Strangely, though, Wisher frequently marries the simple pleasures of FM to weird agitprop songs with forehead-smackin’ good, no-brainer, leftist politics. A toothless gummer like “Enemy,” a warm and fuzzy satire about the intellectual laziness of objectifying an evil Other is redeemed, sorta, by a fast delivery and even quicker rhymes. But the rapid fire litany of opposites— Arabs and Jews, Ishmael and Moby Dick— can’t stop the cringes induced by stabs at hip (“Niggas and honkies”) that might reference Curtis Mayfield and are definitely meant to be heard as risqué. It just sounds awkward.
On the mid-tempo “Stay Stupid,” ignorance as happiness gets critiqued, but they lay the sarcasm on so lightly you can barely taste it. Name-dropping Archie and Jughead doesn’t help things, nor do sincere but treacly lines like “If you’re not lost then you can’t be found.” “I Love L.A.” it’s not.

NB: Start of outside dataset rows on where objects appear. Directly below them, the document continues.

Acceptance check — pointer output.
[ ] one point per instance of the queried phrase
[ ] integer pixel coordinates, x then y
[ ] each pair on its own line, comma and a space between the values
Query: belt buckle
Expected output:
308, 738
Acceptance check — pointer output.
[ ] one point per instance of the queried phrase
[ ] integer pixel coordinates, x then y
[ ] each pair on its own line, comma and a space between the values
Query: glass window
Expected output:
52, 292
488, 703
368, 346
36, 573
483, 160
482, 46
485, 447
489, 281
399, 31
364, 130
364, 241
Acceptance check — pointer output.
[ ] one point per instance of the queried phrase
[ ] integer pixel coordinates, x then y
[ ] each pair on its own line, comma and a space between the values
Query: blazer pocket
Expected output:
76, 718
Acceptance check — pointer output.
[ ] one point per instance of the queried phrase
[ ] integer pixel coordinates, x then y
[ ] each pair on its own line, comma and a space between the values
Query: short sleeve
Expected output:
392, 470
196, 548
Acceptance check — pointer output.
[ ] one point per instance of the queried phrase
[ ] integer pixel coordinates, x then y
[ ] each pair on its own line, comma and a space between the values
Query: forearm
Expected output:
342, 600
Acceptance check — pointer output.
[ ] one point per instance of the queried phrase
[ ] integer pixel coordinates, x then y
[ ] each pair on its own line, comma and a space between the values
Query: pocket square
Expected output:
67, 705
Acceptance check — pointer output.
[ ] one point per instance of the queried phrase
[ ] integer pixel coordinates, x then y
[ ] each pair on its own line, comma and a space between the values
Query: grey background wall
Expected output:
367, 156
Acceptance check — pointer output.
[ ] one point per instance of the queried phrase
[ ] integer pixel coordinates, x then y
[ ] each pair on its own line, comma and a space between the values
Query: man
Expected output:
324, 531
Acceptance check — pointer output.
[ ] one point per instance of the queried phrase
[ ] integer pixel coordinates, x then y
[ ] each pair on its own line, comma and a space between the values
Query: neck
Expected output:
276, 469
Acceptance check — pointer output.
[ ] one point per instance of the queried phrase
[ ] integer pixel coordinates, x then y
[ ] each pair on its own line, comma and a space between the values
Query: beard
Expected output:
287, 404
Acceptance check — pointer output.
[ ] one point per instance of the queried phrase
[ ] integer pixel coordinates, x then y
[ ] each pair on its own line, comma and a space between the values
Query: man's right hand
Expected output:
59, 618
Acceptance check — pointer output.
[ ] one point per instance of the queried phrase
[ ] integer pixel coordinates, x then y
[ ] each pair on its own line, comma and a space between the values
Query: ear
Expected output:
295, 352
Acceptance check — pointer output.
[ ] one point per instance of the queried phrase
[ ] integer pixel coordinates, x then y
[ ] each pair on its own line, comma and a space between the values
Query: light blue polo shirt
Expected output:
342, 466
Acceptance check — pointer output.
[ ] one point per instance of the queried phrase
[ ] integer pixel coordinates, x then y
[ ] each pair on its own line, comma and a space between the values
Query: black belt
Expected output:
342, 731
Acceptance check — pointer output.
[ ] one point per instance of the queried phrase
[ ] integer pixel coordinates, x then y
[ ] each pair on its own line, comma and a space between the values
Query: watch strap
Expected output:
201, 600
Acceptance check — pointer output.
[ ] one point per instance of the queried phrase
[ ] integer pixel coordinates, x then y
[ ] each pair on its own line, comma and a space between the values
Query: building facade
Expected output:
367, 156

The clichéd, easy targets continue in “Doing It All for the Money.” Training your sights on sell-outs and money-grubbers is tricky territory, and at least a little hypocritical given your fans have to shell out cash, whether it’s for a show or a CD, to even hear the song. Maybe Wisher should be the target of projectile currency, but hearing a Charlottesville band turn down hundred dollar bills in a song in favor of drinking milkshakes in an alley is a punch that wouldn’t crack the glassiest of jaws.
Trying to solder lyrical tongue-in-cheek social critique to sleeve-worn musical influences, source material that never apologized for or tried to be more than what it was, leaves you dead in the water. And besides, even the recently departed Mr. Harrison’s “Taxman” sounds whiny. A band like Weezer knows that anything less than ramrod-straight posture sinks these sorts of ships, and Wisher’s songs sound bigger and better when they toe that line.
While they might not be breaking new ground when they erect tight and efficient three-to-four minute pop songs with simple Lincoln Log-chords and primary color building blocks of uncomplicated harmonies, on songs like “Girl from the Video Store” and “Nightgown” Wisher’s on friendly ground nonetheless. Familiar to fans of their live sets, they’re odes to unattainable girls and fantasies of attaining them. It’s simple but fertile fodder and leaves room for smart, positive sentiments.
“Elevators” and “Aether” stand out as well, though the turns aren’t as sharp, and corners are sanded down a bit. The pop-punk of “Girl from the Video Store,” with its cheeky harmonies, and the Big Star-esque nocturne of “Nightgown” are Wisher at its best, where form and content mix sugar and spice. If only it happened a bit more often, and they left the sour politics at home.

Wisher performs at the Outback Lodge with the Naked Puritans Friday, April 5. $6, 9pm.